Danai Gurira roars against the status quo
Box office hit Black Panther is more than just another superhero movie: it’s the first time an all-black cast and production team have starred in the Marvel Cinematic Universe.
The significance of this is not lost on actress Danai Gurira, who plays Okoye, the chief warrior sworn to protect the superhero, the Black Panther. But it’s the not the first time she’s stormed the status quo with her wits, intelligence or skill.
Danai isn’t just an actress, she is also an activist and playwright who has written and appeared in numerous plays on and off Broadway. It was her Tony Award-nominated 2016 narrative Eclipse that set the tone for the superhero movie.
Written after she spent time in Libya speaking with female former soldiers, sex slaves and peace negotiators, her Black Panther co-star Lupita N’yongo was cast as the lead. Eclipse was the first Broadway play featuring an all-black female cast, a black female director and written by a black woman.
“I’ve had a passion for telling African stories for a really long time, being American-born and Zimbabwe-raised. That biculturalism is something that I try to address in my work as a playwright but nothing can address it like a Marvel movie,” she told the New York Times.
Describing herself as a “spiritual Christian”, it’s no wonder Danai is smashing down so many gender and race related walls.
The child of migrants who moved to the United States from Southern Rhodesia (now Zimbabwe) before she was born, she embraced her cultural heritage when the family returned to Zimbabwe in 1983.
Today her bicultural identity has been deeply woven into her spirituality and art, and this is due to her ancestry: her great grandmother was a Methodist missionary-turned-schoolteacher, and her grandfather was a Methodist pastor.
Her father also went on to become a Methodist, and she never forgot her American heritage, with her mother hanging a picture of Reverend Martin Luther King Jnr on the mantle.
Proving that her brains are equally matched by her acting skills, when she moved back to the United States she received a Bachelor of Arts in Psychology and Masters in Fine Acting. She has gone on to receive numerous nominations and awards as a playwright and theatre actress.
But it was her role as the zombie-slaying Michonne in the apocalyptic horror series The Walking Dead that put her in the spotlight, and highlighted her impetus for portraying strong female leads, similar to herself.
“The demoiselle in distress seems to be the general modus operandi for female representation too often… I do like to see women highlighted, showing their strengths and their weaknesses, their struggles, their abilities to overcome, to make unpopular choices, to see the best and worst of themselves,” she said in an interview with the Wilma Theater.

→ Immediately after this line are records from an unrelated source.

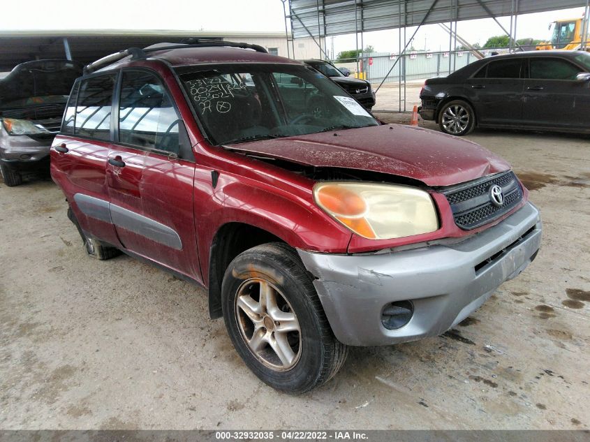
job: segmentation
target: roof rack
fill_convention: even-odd
[[[234,41],[223,41],[221,40],[213,40],[211,38],[185,38],[182,43],[170,44],[169,45],[154,45],[141,49],[140,47],[130,47],[118,52],[107,55],[96,61],[87,64],[84,68],[84,75],[92,73],[100,68],[118,61],[126,57],[131,56],[132,60],[140,60],[147,58],[147,52],[154,52],[161,50],[168,50],[171,49],[185,49],[189,47],[208,47],[215,46],[226,46],[230,47],[241,47],[242,49],[251,49],[257,52],[267,54],[268,51],[260,45],[253,45],[246,43],[236,43]]]
[[[179,43],[170,44],[167,46],[154,45],[153,46],[148,46],[144,48],[144,51],[154,52],[160,50],[166,50],[170,49],[182,49],[184,47],[207,47],[214,46],[226,46],[229,47],[241,47],[242,49],[251,49],[257,52],[263,52],[267,54],[264,47],[260,45],[253,45],[251,43],[236,43],[235,41],[223,41],[223,40],[214,40],[213,38],[185,38]]]
[[[119,60],[131,55],[132,60],[139,60],[146,58],[145,52],[140,47],[130,47],[128,49],[124,49],[122,51],[119,51],[115,54],[107,55],[101,59],[98,59],[96,61],[93,61],[89,64],[84,66],[84,75],[86,75],[98,71],[100,68],[118,61]]]

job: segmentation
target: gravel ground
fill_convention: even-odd
[[[88,258],[51,181],[0,182],[0,428],[587,429],[589,138],[469,138],[531,189],[536,260],[456,330],[352,348],[298,397],[246,368],[205,290],[126,256]]]

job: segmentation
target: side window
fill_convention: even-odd
[[[498,60],[487,65],[487,78],[520,78],[521,59]]]
[[[177,154],[179,121],[170,97],[155,75],[123,72],[119,109],[120,142]]]
[[[75,116],[75,133],[82,137],[109,140],[115,74],[82,81]]]
[[[305,82],[301,77],[280,72],[274,72],[272,75],[276,81],[279,94],[281,95],[285,110],[290,119],[305,114],[306,112],[310,110],[309,106],[312,104],[311,98],[319,96],[318,88]],[[320,76],[322,77],[322,75]],[[325,80],[328,80],[327,78]]]
[[[68,98],[68,106],[66,108],[66,112],[64,115],[64,121],[61,123],[61,133],[73,134],[74,121],[76,117],[76,101],[78,100],[78,91],[80,88],[80,82],[77,81],[72,87],[70,93],[70,98]]]
[[[531,78],[543,80],[575,80],[582,69],[575,65],[559,59],[530,59]]]
[[[486,71],[487,71],[487,65],[478,71],[478,72],[475,73],[475,75],[473,75],[473,78],[485,78]]]

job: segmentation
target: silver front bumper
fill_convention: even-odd
[[[336,337],[348,345],[376,346],[443,333],[522,272],[540,243],[539,212],[528,202],[496,226],[455,244],[371,255],[297,251],[316,278],[314,284]],[[386,329],[383,307],[401,300],[413,304],[411,320]]]

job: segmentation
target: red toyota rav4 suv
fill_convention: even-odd
[[[453,327],[540,244],[505,161],[380,124],[327,77],[251,45],[89,65],[51,172],[91,256],[122,251],[207,288],[245,363],[290,392],[330,379],[347,346]]]

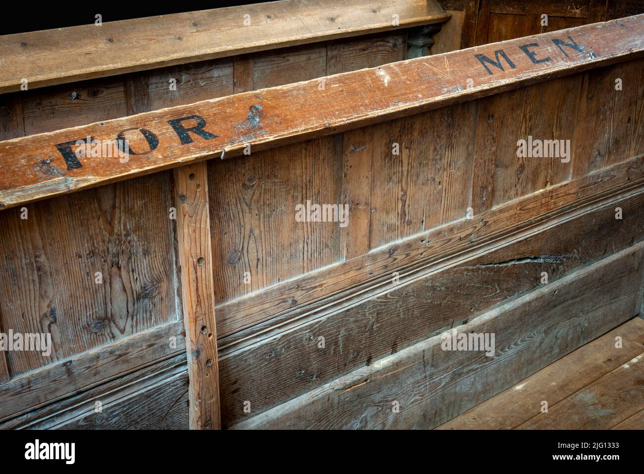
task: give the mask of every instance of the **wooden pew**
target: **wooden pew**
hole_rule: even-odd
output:
[[[223,427],[433,427],[632,317],[643,281],[643,23],[0,142],[0,328],[21,328],[24,313],[56,335],[49,359],[6,353],[0,422],[117,425],[149,396],[145,384],[114,395],[132,393],[132,374],[162,362],[176,377],[167,364],[185,351],[187,317],[189,347],[212,355],[189,354],[211,368],[218,352]],[[61,146],[123,131],[124,163]],[[569,145],[518,157],[529,137]],[[346,225],[298,221],[307,201],[346,204]],[[502,355],[438,350],[460,323],[497,331]],[[502,357],[524,350],[529,364]],[[214,393],[218,377],[198,371],[193,426],[214,428],[194,416],[210,399],[192,391]],[[111,411],[91,413],[82,393],[100,398],[107,382]],[[475,396],[463,388],[472,384]]]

“I am just attracted to female lead characters. ‘Sheroes’, I guess.”
When it comes to both writing and acting, Danai feels an undeniable responsibility to tell these stories. “Spiritually I feel I’m called to this. God revealed it to me,” she said to This Stage magazine.
While Danai plays the protector of a superhero on the big screen, there’s no doubt that in real life she embodies the ‘sheroe’ she so often portrays.

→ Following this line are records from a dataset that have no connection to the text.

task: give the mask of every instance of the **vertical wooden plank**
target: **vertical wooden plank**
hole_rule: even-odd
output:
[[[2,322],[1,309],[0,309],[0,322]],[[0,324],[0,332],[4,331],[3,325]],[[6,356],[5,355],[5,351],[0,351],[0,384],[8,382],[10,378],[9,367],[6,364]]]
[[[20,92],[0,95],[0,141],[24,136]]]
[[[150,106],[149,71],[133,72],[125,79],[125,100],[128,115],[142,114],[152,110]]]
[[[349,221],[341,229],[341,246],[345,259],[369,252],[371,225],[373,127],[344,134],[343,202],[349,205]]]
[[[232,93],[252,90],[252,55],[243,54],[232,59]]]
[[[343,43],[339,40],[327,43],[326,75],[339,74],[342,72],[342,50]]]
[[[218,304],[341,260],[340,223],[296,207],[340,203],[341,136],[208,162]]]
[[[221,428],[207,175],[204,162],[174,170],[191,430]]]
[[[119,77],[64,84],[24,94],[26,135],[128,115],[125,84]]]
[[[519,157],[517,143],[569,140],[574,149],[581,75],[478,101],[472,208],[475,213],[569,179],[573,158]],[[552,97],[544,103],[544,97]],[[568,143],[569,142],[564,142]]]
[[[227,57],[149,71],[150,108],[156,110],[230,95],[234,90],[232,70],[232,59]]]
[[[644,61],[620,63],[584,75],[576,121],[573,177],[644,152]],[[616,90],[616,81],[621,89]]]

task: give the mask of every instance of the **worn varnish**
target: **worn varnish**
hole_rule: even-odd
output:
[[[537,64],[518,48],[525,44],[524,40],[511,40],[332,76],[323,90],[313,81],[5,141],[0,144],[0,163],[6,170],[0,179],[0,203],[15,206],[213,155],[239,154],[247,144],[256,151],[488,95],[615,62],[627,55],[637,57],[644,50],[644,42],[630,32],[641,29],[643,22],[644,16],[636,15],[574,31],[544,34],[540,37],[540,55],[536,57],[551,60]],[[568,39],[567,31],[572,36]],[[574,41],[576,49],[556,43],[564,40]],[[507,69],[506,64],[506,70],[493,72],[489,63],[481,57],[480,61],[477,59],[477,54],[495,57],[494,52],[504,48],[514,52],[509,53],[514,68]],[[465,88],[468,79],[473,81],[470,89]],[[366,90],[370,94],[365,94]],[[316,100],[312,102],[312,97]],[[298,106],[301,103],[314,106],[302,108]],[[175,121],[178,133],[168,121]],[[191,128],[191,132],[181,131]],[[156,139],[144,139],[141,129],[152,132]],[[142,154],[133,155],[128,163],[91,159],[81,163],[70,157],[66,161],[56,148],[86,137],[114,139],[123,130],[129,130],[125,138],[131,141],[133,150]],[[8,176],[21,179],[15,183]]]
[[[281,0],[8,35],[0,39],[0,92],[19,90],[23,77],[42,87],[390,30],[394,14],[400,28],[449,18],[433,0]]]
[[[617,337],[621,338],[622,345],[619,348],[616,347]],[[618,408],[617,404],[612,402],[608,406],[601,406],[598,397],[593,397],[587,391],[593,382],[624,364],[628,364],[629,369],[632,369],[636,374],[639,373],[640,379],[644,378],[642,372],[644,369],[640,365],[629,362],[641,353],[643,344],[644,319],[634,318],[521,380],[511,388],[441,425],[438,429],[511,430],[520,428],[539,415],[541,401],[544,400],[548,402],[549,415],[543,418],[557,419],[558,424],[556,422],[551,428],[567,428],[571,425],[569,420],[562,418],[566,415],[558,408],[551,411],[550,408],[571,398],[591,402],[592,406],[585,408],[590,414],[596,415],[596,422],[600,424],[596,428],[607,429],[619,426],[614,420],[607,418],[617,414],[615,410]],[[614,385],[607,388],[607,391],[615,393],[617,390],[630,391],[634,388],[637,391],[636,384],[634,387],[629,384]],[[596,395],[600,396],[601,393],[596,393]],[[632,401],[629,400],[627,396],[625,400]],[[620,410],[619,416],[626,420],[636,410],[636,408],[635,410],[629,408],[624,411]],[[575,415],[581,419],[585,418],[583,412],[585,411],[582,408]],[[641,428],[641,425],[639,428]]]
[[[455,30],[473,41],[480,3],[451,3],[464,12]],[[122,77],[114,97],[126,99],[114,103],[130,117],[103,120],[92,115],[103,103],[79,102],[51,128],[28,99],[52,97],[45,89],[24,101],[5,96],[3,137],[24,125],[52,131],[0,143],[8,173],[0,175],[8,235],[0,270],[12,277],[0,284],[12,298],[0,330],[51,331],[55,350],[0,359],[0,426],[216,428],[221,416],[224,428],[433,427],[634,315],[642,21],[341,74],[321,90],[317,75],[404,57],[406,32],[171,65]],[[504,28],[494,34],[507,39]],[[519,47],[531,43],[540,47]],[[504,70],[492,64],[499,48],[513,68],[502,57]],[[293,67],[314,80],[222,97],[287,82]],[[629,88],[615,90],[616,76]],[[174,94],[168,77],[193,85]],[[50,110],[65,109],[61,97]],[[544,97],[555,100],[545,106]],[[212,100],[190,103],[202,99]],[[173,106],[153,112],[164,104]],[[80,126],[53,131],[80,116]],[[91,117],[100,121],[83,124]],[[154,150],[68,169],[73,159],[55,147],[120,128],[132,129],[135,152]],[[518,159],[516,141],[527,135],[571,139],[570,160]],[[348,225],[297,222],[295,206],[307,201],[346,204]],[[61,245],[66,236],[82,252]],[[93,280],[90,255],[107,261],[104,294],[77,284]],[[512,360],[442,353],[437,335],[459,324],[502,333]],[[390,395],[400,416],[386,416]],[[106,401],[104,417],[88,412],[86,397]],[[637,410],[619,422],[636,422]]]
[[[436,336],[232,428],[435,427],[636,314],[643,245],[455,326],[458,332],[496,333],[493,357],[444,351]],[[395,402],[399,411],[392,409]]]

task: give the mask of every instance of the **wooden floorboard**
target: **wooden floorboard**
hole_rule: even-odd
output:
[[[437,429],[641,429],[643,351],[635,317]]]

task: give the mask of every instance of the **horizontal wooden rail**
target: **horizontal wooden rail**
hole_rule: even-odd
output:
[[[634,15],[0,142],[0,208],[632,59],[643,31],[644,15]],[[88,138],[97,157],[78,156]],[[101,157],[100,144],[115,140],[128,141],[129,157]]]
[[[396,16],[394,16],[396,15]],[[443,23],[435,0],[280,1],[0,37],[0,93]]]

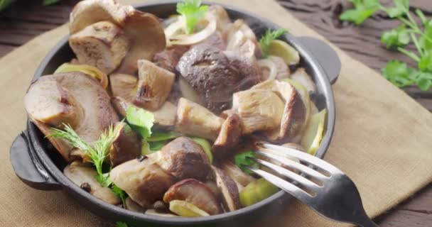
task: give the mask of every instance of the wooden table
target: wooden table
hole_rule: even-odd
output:
[[[59,4],[47,7],[40,6],[41,1],[21,1],[0,13],[0,57],[34,36],[66,22],[69,12],[78,1],[63,0]],[[401,54],[382,48],[381,33],[397,24],[383,14],[357,27],[338,19],[344,9],[350,7],[345,0],[279,0],[279,3],[351,56],[377,71],[389,60],[409,62]],[[432,16],[432,1],[411,0],[411,5]],[[404,90],[432,111],[432,91],[421,92],[415,87]],[[432,185],[378,217],[377,221],[382,227],[432,226]]]

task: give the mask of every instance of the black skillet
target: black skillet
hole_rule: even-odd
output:
[[[279,27],[253,13],[223,6],[232,19],[242,18],[247,21],[257,37],[267,28]],[[166,18],[176,13],[176,1],[158,1],[136,6],[136,8],[149,12],[160,18]],[[62,63],[68,62],[73,52],[65,37],[43,59],[34,74],[33,80],[45,74],[52,74]],[[283,39],[300,53],[301,66],[312,76],[316,84],[315,96],[318,109],[327,109],[328,117],[325,126],[325,135],[316,156],[322,158],[329,146],[335,128],[335,99],[331,84],[334,83],[340,71],[340,61],[336,52],[326,43],[310,37],[295,37],[287,34]],[[289,206],[287,194],[279,192],[271,197],[254,205],[234,212],[201,218],[167,218],[148,216],[132,212],[109,204],[87,193],[69,180],[63,169],[67,163],[38,128],[27,121],[27,128],[18,135],[11,147],[11,162],[15,173],[21,181],[33,188],[40,190],[63,190],[72,195],[84,207],[101,217],[113,221],[126,221],[139,226],[244,226],[258,220],[261,215],[273,215]]]

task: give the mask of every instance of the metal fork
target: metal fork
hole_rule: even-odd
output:
[[[256,153],[261,157],[253,160],[274,171],[278,175],[294,182],[288,182],[259,168],[245,166],[252,172],[291,194],[327,218],[362,227],[378,226],[364,211],[362,199],[354,182],[335,166],[290,148],[259,143],[255,149]],[[292,158],[298,159],[308,165]],[[296,171],[289,170],[285,167]],[[315,170],[313,167],[320,170]]]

Even with her successful career, she finds time to contribute to the ONE Campaign, which fights poverty, and Bring Back Our Girls, that returns kidnapped students in Nigeria. She also founded Love Our Girls, which empowers young woman across the globe, and co-founded the Almasi Arts Alliance, a non-profit organisation that facilitates work between Zimbabwean and American artists.
Perhaps this hero doesn’t wear a cape, but without a doubt Danai is a sheroe changing the status quo one movie at a time.